Craft beer is back on the 2016 legislative agenda in Georgia.
A forthcoming bill, drafted by Rep. Ron Stephens (R-Savannah), could be introduced as early as next week and include favorable changes to the way small beer and spirits producers operate.
Though unfinished, the bill is expected to address brewery tours, retail allowances and food service permits, according to Stephens, who was reached by Brewbound.
“We thought we got everything that we needed last year when we passed a bill that allowed the brewers to give away samples with tours,” Stephens said.
Craft brewers scored a small victory last July when Senate Bill 63 (SB 63), dubbed the “Beer Jobs Bill,” was signed into law. The bill gave breweries the ability to charge varying fees for tours and provide patrons with up to 72 oz. of beer for off-premise consumption, something small producers had not been permitted to offer previously.
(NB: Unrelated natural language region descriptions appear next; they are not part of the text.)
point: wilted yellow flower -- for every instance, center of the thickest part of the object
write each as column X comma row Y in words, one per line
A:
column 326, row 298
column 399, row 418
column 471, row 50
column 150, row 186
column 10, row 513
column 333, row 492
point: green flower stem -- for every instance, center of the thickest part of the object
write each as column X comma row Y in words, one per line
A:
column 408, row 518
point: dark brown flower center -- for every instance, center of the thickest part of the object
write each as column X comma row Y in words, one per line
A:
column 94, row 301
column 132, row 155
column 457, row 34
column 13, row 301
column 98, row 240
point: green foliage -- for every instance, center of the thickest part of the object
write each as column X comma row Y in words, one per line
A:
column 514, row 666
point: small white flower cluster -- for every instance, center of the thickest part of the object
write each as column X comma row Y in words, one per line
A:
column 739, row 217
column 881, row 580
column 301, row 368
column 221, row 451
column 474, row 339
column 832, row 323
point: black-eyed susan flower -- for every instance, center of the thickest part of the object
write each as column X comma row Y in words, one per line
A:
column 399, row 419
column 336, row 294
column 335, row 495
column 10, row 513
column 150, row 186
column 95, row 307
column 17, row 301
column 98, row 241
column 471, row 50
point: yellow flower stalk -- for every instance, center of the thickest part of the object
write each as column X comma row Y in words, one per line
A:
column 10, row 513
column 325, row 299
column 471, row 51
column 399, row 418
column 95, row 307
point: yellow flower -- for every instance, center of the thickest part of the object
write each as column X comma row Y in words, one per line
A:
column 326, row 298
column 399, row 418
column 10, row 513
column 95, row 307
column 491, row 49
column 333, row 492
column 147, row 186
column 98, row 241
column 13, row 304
Shortly after the bill was signed into law, however, the Georgia Department of Revenue issued a bulletin contradicting the ruling and restricting breweries’ ability to operate under the newly issued changes.
“This year, we are coming back to see if we can do three things,” Stephens told Brewbound.
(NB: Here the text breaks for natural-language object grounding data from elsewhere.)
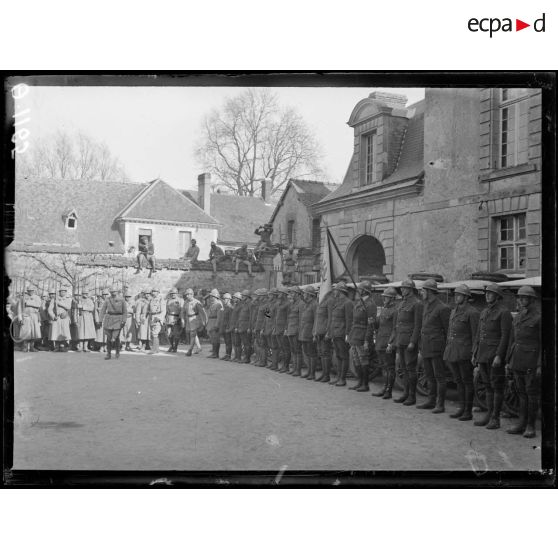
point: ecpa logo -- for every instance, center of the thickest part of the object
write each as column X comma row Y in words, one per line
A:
column 494, row 24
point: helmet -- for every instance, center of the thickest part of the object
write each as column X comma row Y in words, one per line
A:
column 430, row 285
column 462, row 289
column 391, row 292
column 493, row 288
column 527, row 291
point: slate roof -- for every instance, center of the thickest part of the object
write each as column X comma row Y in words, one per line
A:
column 411, row 157
column 239, row 216
column 41, row 203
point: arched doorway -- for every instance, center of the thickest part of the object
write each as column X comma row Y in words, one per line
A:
column 366, row 256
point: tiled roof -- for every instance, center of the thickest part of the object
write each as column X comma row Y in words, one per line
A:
column 411, row 158
column 161, row 202
column 41, row 203
column 238, row 215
At the top of that list, Stephens said, is giving brewers and distillers the opportunity for direct sales following facility tours. There will likely be restrictions based on brewery size, he added.
“Potentially, we are talking about an unlimited amount of direct sales,” he said. “We have both sides talking and I think we have the ear of the Department of Revenue.”
The current draft also includes language that allows alcohol manufacturers the opportunity to sell food to tourgoers, a component that Stephens characterized as a “no brainer.”
In addition, the bill would grant brewers and distillers more freedom when promoting the retail availability of their products. Currently, in-state manufacturers are not permitted to reference specific outlets that carry their products. Instead, they are only allowed to refer to the broader channels — grocery stores, convenience stores, bars & restaurants — where their products are sold.
An article filed yesterday by the Atlanta Journal-Constitution also indicated that the bill could include language permitting brewers and distillers to operate up to five additional retail outposts — described by the outlet as “tasting rooms” — where they could both sample and sell their products.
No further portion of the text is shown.